Supply Chain Security

Article 21(2)(d) specifically addresses supply chain security. Entities must assess and manage cybersecurity risks in their supply chains, including the security of relationships with direct suppliers and service providers. This includes assessing the overall quality of products and cybersecurity practices of suppliers, vulnerability handling procedures, and the results of supply chain risk assessments.

For organizations using AI systems from third-party providers, this means evaluating the cybersecurity posture of AI vendors, cloud providers hosting AI workloads, and data pipeline providers.

Board Accountability

NIS2 places direct responsibility on senior management. Article 20 requires management bodies of essential and important entities to approve cybersecurity risk management measures, oversee their implementation, and be held liable for non-compliance. Management bodies must also undergo cybersecurity training and offer similar training to employees on a regular basis.

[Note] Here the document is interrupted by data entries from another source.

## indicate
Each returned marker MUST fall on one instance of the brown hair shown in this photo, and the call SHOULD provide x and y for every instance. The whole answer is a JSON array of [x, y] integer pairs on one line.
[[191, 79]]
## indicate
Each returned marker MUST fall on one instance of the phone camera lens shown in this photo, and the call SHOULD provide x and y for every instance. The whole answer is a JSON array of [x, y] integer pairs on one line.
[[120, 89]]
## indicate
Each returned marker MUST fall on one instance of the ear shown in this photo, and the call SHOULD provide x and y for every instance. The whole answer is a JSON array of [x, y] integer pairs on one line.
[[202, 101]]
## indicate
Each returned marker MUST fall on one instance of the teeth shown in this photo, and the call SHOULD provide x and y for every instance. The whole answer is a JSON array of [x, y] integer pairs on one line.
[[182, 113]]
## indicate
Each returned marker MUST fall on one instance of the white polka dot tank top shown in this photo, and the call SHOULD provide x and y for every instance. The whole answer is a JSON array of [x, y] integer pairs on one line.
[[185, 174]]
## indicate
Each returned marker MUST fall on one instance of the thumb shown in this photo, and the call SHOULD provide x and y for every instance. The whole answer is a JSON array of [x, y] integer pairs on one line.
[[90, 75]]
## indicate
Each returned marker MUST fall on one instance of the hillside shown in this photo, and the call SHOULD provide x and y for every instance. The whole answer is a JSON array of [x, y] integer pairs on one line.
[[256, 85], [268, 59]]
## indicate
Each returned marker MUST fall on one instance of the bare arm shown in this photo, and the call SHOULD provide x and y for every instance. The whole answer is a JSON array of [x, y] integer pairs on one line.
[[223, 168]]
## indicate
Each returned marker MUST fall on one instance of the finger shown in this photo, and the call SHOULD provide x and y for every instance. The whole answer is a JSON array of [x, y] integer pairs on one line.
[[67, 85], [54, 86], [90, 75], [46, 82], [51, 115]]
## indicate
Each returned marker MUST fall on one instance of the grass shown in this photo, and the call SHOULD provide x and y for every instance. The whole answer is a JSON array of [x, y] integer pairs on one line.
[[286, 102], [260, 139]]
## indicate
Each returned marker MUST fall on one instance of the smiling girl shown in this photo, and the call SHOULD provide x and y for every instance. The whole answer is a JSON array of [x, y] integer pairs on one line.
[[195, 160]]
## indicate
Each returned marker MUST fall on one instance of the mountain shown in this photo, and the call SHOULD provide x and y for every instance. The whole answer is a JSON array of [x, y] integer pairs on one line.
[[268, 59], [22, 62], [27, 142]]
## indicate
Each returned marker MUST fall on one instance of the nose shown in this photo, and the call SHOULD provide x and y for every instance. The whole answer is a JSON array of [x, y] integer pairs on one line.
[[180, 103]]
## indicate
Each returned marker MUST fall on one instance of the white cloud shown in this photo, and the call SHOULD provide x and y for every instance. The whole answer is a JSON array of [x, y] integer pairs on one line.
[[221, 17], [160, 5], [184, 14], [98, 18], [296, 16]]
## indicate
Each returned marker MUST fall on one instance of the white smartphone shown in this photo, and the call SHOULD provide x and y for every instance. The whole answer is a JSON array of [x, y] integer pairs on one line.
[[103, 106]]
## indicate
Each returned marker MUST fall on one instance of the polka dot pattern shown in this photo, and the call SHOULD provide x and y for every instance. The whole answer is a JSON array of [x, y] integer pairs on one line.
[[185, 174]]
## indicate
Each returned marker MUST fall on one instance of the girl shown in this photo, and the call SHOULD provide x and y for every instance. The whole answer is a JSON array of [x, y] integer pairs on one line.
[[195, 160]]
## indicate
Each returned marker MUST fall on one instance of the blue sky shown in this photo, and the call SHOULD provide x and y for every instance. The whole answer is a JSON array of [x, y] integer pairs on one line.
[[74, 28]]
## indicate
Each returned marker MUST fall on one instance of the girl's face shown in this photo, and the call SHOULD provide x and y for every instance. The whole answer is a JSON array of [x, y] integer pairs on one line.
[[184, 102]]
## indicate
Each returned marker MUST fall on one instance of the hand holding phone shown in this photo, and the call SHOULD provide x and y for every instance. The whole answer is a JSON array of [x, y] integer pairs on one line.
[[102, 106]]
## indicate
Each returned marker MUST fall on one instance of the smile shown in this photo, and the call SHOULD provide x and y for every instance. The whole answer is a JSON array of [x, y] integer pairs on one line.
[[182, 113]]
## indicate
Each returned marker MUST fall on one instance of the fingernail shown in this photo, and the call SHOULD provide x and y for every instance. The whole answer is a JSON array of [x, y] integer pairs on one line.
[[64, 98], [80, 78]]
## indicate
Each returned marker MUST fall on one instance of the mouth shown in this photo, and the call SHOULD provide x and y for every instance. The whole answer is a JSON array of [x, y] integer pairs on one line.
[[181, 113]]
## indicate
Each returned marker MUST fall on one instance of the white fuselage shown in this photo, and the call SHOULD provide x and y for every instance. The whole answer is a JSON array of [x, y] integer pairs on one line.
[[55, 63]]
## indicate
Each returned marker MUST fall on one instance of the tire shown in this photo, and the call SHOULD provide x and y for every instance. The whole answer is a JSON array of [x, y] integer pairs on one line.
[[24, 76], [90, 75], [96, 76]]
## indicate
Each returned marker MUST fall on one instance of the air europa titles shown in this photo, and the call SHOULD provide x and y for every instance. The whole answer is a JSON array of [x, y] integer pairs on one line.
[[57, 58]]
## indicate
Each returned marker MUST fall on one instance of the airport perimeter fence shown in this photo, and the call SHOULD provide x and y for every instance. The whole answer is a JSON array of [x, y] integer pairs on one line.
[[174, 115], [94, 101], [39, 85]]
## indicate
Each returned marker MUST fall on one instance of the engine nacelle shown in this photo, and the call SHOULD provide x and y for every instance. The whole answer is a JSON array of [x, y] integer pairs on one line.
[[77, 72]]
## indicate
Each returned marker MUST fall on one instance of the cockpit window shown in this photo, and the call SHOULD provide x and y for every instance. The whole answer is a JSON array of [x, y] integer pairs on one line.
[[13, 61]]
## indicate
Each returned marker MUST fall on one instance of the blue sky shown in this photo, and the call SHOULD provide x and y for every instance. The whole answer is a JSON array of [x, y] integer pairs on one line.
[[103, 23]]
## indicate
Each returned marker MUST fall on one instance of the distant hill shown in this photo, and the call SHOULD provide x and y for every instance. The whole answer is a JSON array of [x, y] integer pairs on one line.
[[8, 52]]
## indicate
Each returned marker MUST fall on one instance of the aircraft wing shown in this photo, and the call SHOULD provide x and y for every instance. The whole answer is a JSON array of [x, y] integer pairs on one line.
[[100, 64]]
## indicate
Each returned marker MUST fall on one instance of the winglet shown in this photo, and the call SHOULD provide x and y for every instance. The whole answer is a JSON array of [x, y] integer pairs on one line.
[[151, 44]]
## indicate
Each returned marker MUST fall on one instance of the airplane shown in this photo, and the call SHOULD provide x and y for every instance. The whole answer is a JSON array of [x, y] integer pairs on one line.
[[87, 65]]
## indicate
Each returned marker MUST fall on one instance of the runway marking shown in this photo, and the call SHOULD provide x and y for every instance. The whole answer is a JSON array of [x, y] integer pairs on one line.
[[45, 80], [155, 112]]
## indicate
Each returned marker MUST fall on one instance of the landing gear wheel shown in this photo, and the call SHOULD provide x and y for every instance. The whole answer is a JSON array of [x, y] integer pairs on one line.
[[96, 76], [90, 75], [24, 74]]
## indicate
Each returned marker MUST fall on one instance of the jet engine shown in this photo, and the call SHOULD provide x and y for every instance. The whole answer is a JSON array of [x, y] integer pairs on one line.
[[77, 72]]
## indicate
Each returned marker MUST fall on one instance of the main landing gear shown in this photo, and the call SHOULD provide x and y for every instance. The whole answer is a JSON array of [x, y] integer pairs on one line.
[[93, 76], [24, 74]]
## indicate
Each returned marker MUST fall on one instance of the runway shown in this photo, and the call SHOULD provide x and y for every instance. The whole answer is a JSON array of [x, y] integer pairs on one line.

This is a significant shift from the original NIS Directive. Board members and executives can face personal consequences including fines, legal action, or temporary bans from management roles if the organization fails to implement proper cybersecurity measures.

Penalties

Essential entities face fines of up to 10 million euros or 2% of global annual turnover, whichever is higher. Important entities face fines of up to 7 million euros or 1.4% of global annual turnover. Beyond financial penalties, national authorities can impose temporary suspensions of certifications or authorizations, temporary bans on individuals exercising managerial functions, and mandatory compliance audits.

2026 Implementation Status

Most EU member states have now transposed NIS2 into national law. Germany passed the NIS2 Implementation and Cybersecurity Act in November 2025. In January 2026, the European Commission proposed targeted amendments to NIS2 to increase legal clarity and simplify compliance, particularly for smaller entities. The basic structure of NIS2 remains unchanged, but obligations will be more easily verifiable through EU cybersecurity certifications and established standards.

Essential entities face a major deadline on 30 June 2026 to complete their first formal compliance audit. Organizations should have registered on their national portals and established baseline cybersecurity measures well before this date.

Intersection with AI Systems

AI systems used in essential services fall under NIS2’s cybersecurity risk management requirements while simultaneously being subject to the EU AI Act’s transparency and risk classification rules. Organizations deploying AI in covered sectors must address both regulatory frameworks, ensuring their AI systems meet NIS2 cybersecurity standards and AI Act compliance requirements simultaneously.